Index: lisp/bytecomp.el
===================================================================
RCS file: /pack/xemacscvs/XEmacs/xemacs/lisp/bytecomp.el,v
retrieving revision 1.19
diff -u -u -r1.19 bytecomp.el
--- lisp/bytecomp.el	2004/08/13 21:19:15	1.19
+++ lisp/bytecomp.el	2007/05/12 10:09:54
@@ -1842,10 +1842,20 @@
 	  (save-excursion
 	    (set-buffer byte-compile-inbuffer)
 	    (goto-char (point-min))
-	    ;; mrb- There must be a better way than skip-chars-forward
-	    (skip-chars-forward (concat (char-to-string 0) "-"
-					(char-to-string 255)))
-	    (eq (point) (point-max))))
+            ;; Look for any non-Latin-1 literals or Unicode character
+            ;; escapes.

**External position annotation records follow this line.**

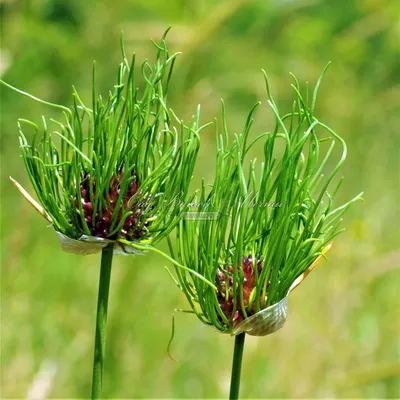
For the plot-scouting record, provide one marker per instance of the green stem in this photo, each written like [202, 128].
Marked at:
[237, 366]
[101, 320]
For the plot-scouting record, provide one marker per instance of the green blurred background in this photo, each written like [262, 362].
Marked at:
[341, 338]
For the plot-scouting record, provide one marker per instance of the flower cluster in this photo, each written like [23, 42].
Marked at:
[257, 255]
[104, 173]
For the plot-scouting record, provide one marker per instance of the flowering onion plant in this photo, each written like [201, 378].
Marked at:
[261, 228]
[105, 174]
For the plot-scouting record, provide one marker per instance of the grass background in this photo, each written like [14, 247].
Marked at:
[341, 338]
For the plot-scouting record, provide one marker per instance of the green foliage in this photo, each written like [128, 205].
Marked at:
[341, 338]
[127, 138]
[281, 214]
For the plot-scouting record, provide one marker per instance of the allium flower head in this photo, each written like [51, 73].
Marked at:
[262, 227]
[107, 172]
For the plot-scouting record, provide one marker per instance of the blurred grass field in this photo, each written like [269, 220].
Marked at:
[342, 335]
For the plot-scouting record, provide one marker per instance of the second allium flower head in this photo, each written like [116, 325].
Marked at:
[275, 220]
[104, 173]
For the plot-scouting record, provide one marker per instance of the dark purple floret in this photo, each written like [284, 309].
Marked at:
[227, 302]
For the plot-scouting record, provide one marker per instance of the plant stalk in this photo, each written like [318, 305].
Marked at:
[237, 366]
[101, 320]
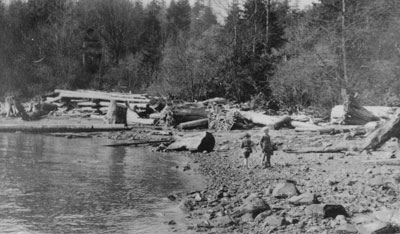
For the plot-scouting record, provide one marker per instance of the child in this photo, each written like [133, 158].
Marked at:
[267, 148]
[247, 146]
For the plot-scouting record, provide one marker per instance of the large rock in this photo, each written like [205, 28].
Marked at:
[304, 199]
[333, 210]
[346, 229]
[275, 221]
[388, 216]
[186, 205]
[285, 190]
[377, 227]
[223, 221]
[198, 142]
[254, 205]
[326, 210]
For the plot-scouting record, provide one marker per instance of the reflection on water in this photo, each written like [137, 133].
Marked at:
[58, 185]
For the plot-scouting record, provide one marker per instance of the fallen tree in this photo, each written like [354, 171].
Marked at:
[339, 147]
[383, 133]
[195, 143]
[352, 113]
[200, 123]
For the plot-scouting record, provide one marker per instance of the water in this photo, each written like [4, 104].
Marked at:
[59, 185]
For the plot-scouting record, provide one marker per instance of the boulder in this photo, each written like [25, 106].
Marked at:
[254, 205]
[186, 205]
[326, 210]
[346, 229]
[377, 227]
[285, 190]
[275, 221]
[304, 199]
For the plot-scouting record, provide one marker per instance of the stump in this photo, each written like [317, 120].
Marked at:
[115, 114]
[199, 142]
[355, 114]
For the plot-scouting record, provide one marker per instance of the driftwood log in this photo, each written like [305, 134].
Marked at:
[332, 148]
[13, 107]
[383, 133]
[132, 117]
[201, 123]
[199, 142]
[225, 119]
[354, 113]
[176, 114]
[115, 114]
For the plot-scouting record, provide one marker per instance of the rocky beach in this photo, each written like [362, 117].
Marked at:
[301, 193]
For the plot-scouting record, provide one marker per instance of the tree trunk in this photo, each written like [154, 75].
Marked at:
[199, 142]
[355, 114]
[382, 134]
[201, 123]
[115, 114]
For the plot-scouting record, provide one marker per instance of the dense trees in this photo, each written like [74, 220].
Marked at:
[264, 46]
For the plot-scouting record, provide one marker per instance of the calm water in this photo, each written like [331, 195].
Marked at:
[59, 185]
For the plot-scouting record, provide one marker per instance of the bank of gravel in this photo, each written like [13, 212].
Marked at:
[338, 193]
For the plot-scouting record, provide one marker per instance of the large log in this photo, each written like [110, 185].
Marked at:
[259, 118]
[285, 121]
[177, 114]
[201, 123]
[199, 142]
[334, 148]
[88, 94]
[40, 128]
[133, 118]
[383, 133]
[352, 113]
[115, 114]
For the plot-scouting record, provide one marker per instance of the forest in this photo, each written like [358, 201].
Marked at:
[263, 49]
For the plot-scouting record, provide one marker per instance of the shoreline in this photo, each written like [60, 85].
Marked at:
[357, 184]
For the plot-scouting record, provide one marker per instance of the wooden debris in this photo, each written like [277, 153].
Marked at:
[116, 114]
[33, 128]
[133, 118]
[352, 113]
[201, 123]
[225, 119]
[199, 142]
[138, 143]
[383, 133]
[285, 121]
[177, 114]
[332, 148]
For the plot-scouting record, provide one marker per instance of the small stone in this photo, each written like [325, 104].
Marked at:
[186, 205]
[223, 221]
[247, 218]
[260, 217]
[346, 229]
[376, 227]
[275, 221]
[304, 199]
[171, 222]
[333, 210]
[341, 219]
[285, 190]
[172, 197]
[254, 205]
[198, 197]
[315, 210]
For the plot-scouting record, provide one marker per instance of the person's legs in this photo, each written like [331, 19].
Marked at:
[269, 160]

Any such occurrences in a @#COUNT comment will lead
+            ;; to an escape-quoted coding cookie being inserted, but this is
+            ;; not true of ordinary comments.
+            (let ((non-latin-1-re
+                   (concat "[^\000-\377]" 

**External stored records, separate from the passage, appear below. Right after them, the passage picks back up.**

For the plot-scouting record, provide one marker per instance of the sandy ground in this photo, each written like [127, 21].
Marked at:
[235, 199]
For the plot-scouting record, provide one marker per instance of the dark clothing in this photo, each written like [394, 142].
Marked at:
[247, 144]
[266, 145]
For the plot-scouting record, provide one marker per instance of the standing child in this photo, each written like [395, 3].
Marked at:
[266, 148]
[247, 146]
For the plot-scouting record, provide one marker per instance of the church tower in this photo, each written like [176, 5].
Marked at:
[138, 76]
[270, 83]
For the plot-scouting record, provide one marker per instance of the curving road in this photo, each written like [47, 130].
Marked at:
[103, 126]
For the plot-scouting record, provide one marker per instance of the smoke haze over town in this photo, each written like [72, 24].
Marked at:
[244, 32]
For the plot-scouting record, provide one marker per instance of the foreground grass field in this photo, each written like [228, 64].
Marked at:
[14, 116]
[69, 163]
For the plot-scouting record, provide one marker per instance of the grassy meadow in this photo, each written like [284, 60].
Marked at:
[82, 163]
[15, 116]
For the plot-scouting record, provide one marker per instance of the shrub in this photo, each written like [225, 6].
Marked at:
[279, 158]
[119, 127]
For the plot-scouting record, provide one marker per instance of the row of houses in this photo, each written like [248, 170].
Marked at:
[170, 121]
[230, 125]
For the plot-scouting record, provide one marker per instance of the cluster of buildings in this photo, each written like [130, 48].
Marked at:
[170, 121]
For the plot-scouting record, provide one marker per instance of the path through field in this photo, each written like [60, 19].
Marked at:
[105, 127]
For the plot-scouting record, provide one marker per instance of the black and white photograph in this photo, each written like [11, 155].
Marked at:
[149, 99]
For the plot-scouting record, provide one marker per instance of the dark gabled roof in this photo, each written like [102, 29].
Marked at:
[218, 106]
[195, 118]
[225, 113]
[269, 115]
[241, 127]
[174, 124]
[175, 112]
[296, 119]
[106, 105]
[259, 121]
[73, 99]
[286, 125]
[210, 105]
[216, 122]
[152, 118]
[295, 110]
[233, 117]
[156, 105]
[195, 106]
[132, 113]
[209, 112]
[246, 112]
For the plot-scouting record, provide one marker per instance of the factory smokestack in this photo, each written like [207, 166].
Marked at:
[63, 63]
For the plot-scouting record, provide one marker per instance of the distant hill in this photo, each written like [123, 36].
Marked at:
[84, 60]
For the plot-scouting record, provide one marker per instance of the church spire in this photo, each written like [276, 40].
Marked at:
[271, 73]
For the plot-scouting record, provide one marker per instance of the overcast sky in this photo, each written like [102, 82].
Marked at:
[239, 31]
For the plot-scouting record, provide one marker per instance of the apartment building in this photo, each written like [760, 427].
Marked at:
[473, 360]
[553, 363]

+                           #r"\|\\u[0-9a-fA-F]\{4,4\}\|\\U[0-9a-fA-F]\{8,8\}"))
+                  (case-fold-search nil))
+              (catch 'need-to-escape-quote
+                (while (re-search-forward non-latin-1-re nil t)

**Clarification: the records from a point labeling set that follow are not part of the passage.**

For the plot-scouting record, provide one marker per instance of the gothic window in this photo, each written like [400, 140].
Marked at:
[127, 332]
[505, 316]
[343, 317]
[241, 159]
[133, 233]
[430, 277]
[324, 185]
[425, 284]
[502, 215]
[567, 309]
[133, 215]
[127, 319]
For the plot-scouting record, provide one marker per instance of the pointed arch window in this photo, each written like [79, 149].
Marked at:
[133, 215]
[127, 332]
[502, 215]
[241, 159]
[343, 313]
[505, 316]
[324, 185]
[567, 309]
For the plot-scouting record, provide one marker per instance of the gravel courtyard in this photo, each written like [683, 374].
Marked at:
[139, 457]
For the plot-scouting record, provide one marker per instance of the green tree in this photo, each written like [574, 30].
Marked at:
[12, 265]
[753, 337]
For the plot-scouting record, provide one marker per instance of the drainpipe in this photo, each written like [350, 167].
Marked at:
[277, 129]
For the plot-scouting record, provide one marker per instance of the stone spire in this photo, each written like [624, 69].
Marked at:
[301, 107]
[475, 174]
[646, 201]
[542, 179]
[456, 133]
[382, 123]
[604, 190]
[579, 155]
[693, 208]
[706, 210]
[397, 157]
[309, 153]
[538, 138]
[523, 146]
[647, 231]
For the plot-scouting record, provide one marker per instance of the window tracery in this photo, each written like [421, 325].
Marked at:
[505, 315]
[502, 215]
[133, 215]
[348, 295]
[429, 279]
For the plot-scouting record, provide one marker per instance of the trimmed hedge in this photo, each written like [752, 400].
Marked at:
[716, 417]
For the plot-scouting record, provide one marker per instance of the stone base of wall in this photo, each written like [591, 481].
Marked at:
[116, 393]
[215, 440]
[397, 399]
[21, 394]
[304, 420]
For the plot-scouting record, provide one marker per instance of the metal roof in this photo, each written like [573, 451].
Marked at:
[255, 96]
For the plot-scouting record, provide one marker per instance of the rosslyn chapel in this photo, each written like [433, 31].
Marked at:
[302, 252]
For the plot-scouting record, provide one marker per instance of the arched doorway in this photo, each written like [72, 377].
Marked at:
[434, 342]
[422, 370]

+                  (skip-chars-backward "^;" (point-at-bol))
+                  (if (bolp) (throw 'need-to-escape-quote nil))
+                  (forward-line 1))
+                t))))
       (setq buffer-file-coding-system 'raw-text-unix)
     (insert "(or (featurep 'mule) (error \"Loading this file requires Mule support\"))
 ;;;###coding system: escape-quoted\n")
Index: tests/automated/mule-tests.el
===================================================================
RCS file: /pack/xemacscvs/XEmacs/xemacs/tests/automated/mule-tests.el,v
retrieving revision 1.14
diff -u -u -r1.14 mule-tests.el
--- tests/automated/mule-tests.el	2007/04/29 13:20:00	1.14
+++ tests/automated/mule-tests.el	2007/05/12 10:09:55
@@ -33,6 +33,8 @@
 ;; This file will be (read)ed by a non-mule XEmacs, so don't use
 ;; literal non-Latin1 characters.  Use (make-char) instead.
 
+(require 'bytecomp)
+
 ;;-----------------------------------------------------------------
 ;; Test whether all legal chars may be safely inserted to a buffer.
 ;;-----------------------------------------------------------------
@@ -465,4 +467,105 @@
                hebrew-iso8859-8 japanese-jisx0208 japanese-jisx0212
                katakana-jisx0201 korean-ksc5601 latin-iso8859-1
                latin-iso8859-2 thai-xtis vietnamese-viscii-lower))))
+
+  (with-temp-buffer
+    (flet
+        ((Assert-elc-is-escape-quoted ()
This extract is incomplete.